It was in the ground, full sun and happy, with dark green coloring. Winter hit it hard which is strange because everything else around it, including other agaves, did fine. It lightened up in color and the bottom leaves turned brown, some were slightly mushy feeling. I cut them all off and potted it up. It is in sun/part shade but is showing weird lines across the leaves and still looks fairly pale in color compared to it's formerly lovely self. I Can feel the texture of the lines. What do these need? It is getting watered regularly. Should I allow it to dry out? Get more sun? Less sun? I can't find it's happy spot.
May have been some winter rot. A. filifera is one the few Agaves that manages well in full sun or full shade. Don't know what you mean by 'watered regularly' but all succulents need to dry out thoroughly in between waterings. Leaf color -- dark green, light green, even light yellowing is a response to sun (or lack thereof) and is not necessarily indicative of health. The more sun, the lighter the foliage.
I water those agaves no more than once a month here for most of the year and they chug along just fine. Was it growing by a lawn or a tree that gets lots of water? I haven't seen wrinkles on the ones around here, they seem to burn through lower leaves instead, but they're quite tolerant of dry soil. And tolerant of day-long sun (though the foliage does change color).
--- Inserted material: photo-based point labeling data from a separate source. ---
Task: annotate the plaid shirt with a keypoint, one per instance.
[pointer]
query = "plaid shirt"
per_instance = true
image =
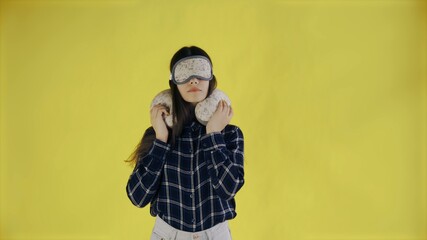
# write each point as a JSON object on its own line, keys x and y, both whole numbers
{"x": 191, "y": 186}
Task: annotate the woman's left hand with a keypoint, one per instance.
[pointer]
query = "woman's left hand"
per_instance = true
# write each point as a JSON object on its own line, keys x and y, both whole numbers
{"x": 220, "y": 118}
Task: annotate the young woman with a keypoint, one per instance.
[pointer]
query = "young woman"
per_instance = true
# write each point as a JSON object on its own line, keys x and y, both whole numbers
{"x": 189, "y": 173}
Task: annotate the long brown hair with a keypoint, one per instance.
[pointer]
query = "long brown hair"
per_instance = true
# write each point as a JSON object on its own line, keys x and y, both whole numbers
{"x": 182, "y": 111}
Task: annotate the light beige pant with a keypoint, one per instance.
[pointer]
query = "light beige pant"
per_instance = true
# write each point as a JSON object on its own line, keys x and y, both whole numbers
{"x": 163, "y": 231}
That said, I would put the agave in mostly shade or filtered light, a nice bright well-ventilated place, while it's showing obvious signs of stress, especially after root damage (from being dug up and handled). What did the roots look like? Did they get a chance to dry out when you repotted the plant?
Sounds like a plan. Agaves are pretty tough plants.
Whenever an agave endures trauma, or gets a serious root pruning, there's no harm done in letting it sit bare-root for a few days in the shade. Other genera not so much but agaves seem to heal better after damage when they have a good drying-out period up front. I use the shortcut of potting them up in dry, rocky soil and then waiting a week to water, which seems to work the same.
Thanks for the great advice. It's funny that my others sailed through, except for the attenuata. The others seem to not care whether extra water hits them or not... I may need to do the same treatment for the attenuata. They both hated winter and got a severe clipping.
Ok, it looked like it was losing a few leaves again. My kiddo was playing with the hose and soaked it a few days ago. So I touched the leaf and it fell off. And another and another. I them pulled it out of the pot and half the root stock was rotted off. I cleaned it up and stuck it in a small pot with VERY rocky soil, with your advice, and set it safely away from any water mishaps. Sigh. It's so small now. The rest of the leaves feel tight. Fingerscrossed.
So wait a week? Or more? I'll be almost terrified to water it.